Toda gran ciudad perturba y agrede,
es vidrio sobre metal sobre cemento.
En su característica neurosis cosmopolita,
el de al lado es otro y su otro es uno.
No se está solo aunque se intente estarlo;
millones de anónimos forman población.
Uno más uno más uno es multitud,
una afluencia desconocida en un erial.
La incomunicación es un camino de ida;
la aglomeración es eximio anonimato.
Comunicación insustancial por cantidad,
El silencio crea una metrópolis hostil.
La aldea global la denominó McLuhan,
factoría de personas idénticas e irredentas,
apiladas entre paredes, calles y cercos.
Las ciudades se maximizan poderosas,
yerguen crispadas en la era de la masividad.
La urbe es nervioso laberinto contemporáneo.
El tráfico en viaductos y autopistas rígidas
amontona vehículos turbiamente crispados.
El tránsito vertiginoso es suicidio colectivo,
el coche es la armadura del caballero moderno.
La marca es la identificación discriminatoria,
significante de una sociedad materialista.
El individualismo del auto versus el colectivismo
del tren y el autobús contienden arduamente.

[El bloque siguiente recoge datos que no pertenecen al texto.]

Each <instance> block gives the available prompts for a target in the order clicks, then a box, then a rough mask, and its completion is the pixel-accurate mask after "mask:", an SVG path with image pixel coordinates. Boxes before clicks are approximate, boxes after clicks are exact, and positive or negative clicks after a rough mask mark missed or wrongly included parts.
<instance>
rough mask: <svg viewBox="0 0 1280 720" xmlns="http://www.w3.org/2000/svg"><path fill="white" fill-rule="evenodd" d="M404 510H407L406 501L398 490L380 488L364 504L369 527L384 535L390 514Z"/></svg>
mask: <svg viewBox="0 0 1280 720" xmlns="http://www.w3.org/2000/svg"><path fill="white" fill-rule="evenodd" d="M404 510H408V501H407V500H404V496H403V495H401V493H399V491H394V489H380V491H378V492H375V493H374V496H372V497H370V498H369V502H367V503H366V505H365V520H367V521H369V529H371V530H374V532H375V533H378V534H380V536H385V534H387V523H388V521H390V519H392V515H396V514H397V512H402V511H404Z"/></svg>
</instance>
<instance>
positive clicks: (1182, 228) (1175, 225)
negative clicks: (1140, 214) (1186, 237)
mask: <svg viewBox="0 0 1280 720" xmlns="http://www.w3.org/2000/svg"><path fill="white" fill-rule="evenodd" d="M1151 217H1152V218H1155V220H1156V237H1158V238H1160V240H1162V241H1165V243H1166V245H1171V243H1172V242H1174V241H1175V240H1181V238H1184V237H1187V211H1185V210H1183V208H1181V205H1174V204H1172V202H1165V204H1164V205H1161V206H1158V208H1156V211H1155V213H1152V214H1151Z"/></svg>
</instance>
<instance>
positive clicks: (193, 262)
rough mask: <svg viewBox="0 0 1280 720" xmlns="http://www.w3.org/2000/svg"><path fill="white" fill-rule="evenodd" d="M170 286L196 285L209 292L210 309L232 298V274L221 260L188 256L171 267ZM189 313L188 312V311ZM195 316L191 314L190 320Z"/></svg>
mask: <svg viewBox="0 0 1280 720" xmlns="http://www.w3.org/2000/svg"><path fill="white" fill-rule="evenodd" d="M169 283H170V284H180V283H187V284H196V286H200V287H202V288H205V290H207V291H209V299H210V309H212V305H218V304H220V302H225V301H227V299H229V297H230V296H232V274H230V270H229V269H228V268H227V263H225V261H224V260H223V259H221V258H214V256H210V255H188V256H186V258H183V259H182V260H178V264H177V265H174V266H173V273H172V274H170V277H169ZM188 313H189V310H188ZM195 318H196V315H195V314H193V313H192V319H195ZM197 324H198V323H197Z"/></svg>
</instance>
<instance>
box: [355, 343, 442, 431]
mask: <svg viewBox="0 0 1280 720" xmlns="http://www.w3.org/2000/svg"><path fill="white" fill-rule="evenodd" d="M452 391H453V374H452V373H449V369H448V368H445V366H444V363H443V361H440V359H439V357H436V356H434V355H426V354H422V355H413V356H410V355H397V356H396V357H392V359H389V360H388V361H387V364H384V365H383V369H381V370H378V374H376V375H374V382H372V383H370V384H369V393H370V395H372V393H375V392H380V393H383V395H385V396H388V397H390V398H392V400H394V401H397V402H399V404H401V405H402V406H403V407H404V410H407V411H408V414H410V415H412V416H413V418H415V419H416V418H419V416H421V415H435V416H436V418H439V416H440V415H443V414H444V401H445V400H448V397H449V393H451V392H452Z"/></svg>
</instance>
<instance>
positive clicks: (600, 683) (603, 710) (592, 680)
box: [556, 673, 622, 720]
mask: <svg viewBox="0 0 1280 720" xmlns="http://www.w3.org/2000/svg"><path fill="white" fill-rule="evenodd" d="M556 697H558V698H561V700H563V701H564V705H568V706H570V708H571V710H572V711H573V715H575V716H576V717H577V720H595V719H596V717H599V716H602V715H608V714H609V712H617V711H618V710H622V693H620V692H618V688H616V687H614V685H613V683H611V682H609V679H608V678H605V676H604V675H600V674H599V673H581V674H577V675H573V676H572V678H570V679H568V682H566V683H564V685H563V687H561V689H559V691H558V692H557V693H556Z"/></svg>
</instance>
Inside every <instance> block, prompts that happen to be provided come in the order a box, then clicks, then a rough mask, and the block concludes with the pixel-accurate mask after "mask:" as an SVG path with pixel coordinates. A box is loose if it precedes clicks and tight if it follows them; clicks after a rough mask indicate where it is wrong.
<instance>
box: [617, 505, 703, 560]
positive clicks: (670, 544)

Son dos modelos politizados que renguean,
ninguno puede ser autónomo sin su rival.
Confluyen en un tráfico ultra anónimo;
hay gente en los vehículos pero es fantasmal.
El gentío afluye a parques y plazas transfiguradas,
humillando bravuconamente el césped verdolaga.
Las plantas liberando oxígeno fotosintético
bombean contra la intrusión del tóxico urbano.
Plástico, metal, acrílico, papel, cartón y celofán,
desechos de la muchedumbre en acción fascista.
El declive de las ciudades es asfixiante;
la modernidad edifica sobre cimientos endebles.
Promiscua es la urbanización infrahumana.
Hábitats deshumanizados y antros alienantes
son la cúspide del desarrollo despersonalizado
y la persistencia de la decadencia mundanal.